After starting her May 15 WorldNetDaily column with an anecdote about trying to keep a bull from impregnating a cow because "we didn't want a calf born in the middle of winter," Patrice Lewis finds a disturbing analogy she likes and runs with it:
Right now feminists are celebrating the 50th anniversary of the Pill, lauding its effects and congratulating society for allowing women to act like rutting cattle. See how far we've advanced in the past half-century?
Just think of the implications if America kept its pants on. If women kept their bloomers buttoned. If men kept their wick zipped.
But no, instead we got the Pill, lauded by feminists the world over for allowing us to rut like cattle.
"For the first time in human history," says Letty Cottin Pogrebin, a founding editor of Ms. Magazine, "a woman could control her sexuality and determine her readiness for reproduction by swallowing a pill smaller than an aspirin. Critics warned that the Pill would spawn generations of loose, immoral women; what it spawned was generations of empowered women who are better equipped to make rational choices about their lives."
Empowered, that's it. Women acting like rutting cattle are empowered.
Proponents of the Pill point out the ability for couples to plan their families rather than having more kids than they can support. While the Pill has undoubtedly been used for this, it's pretty obvious the majority of women who take it aren't planning families with their husbands. They're single women enjoying the freedom to rut like cattle with no side effects. And if there should be a "side effect," then Planned "Parenthood" (what a laughable name) stands in the wings waiting to "liberate" them. Gosh, I feel empowered.

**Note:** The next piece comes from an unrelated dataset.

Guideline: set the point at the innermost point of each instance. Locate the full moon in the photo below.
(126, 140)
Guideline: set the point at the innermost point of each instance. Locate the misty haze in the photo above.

Economic historian Claudia Goldin says, "The Pill was a great 'enabler.' With the Pill, large numbers of college women could embark on careers that involved long-term, up-front time commitments in education and training as physicians, lawyers, veterinarians, managers and academics, among others. The Pill fostered women's careers by effectively lowering the costs of training."
Well, for Pete's sake, it's the easiest thing in the world to obtain all the education and career advancements you want. You simply keep your pants on. But this isn't good enough for "liberated" women. Somehow they've concluded that mindless rutting is empowering.
Sure, go ahead and rut like an animal, sweetie. I hope it makes you feel empowered.
Are feminists telling me they can't control themselves? That, like our cow in heat, they are mindlessly controlled by hormones? That they are incapable of keeping their pants on and therefore need artificial methods to allow them to advance their careers between sessions of mindless rutting? This is empowerment?
Oh, and it gets better, for she explains how she handled her impregnated cow problem:
Because of our cow's ill-timed heat cycle, we will be giving her a shot of Lutalyse (an abortant) so she won't have her calf in the middle of a bitterly cold north Idaho winter. Bingo, problem solved.
But is this really how you want to "solve" the problem of your teenage daughter's ill-timed pregnancy? A quick trip to Planned Parenthood and bingo, an abortion? Have we really "advanced" this much?
I suppose 50 years of the Pill has done some good. It's shown us that returning to the roots of our morality isn't such a bad thing. It's demonstrated that sinking into the depths of hedonism doesn't bring lifelong peace and joy.
C'mon, folks, don't let a bunch of cows show us up. Keep your pants on, America.
This sounds like a job for Amanda Marcotte (who has, coincidentally, written on a related subject).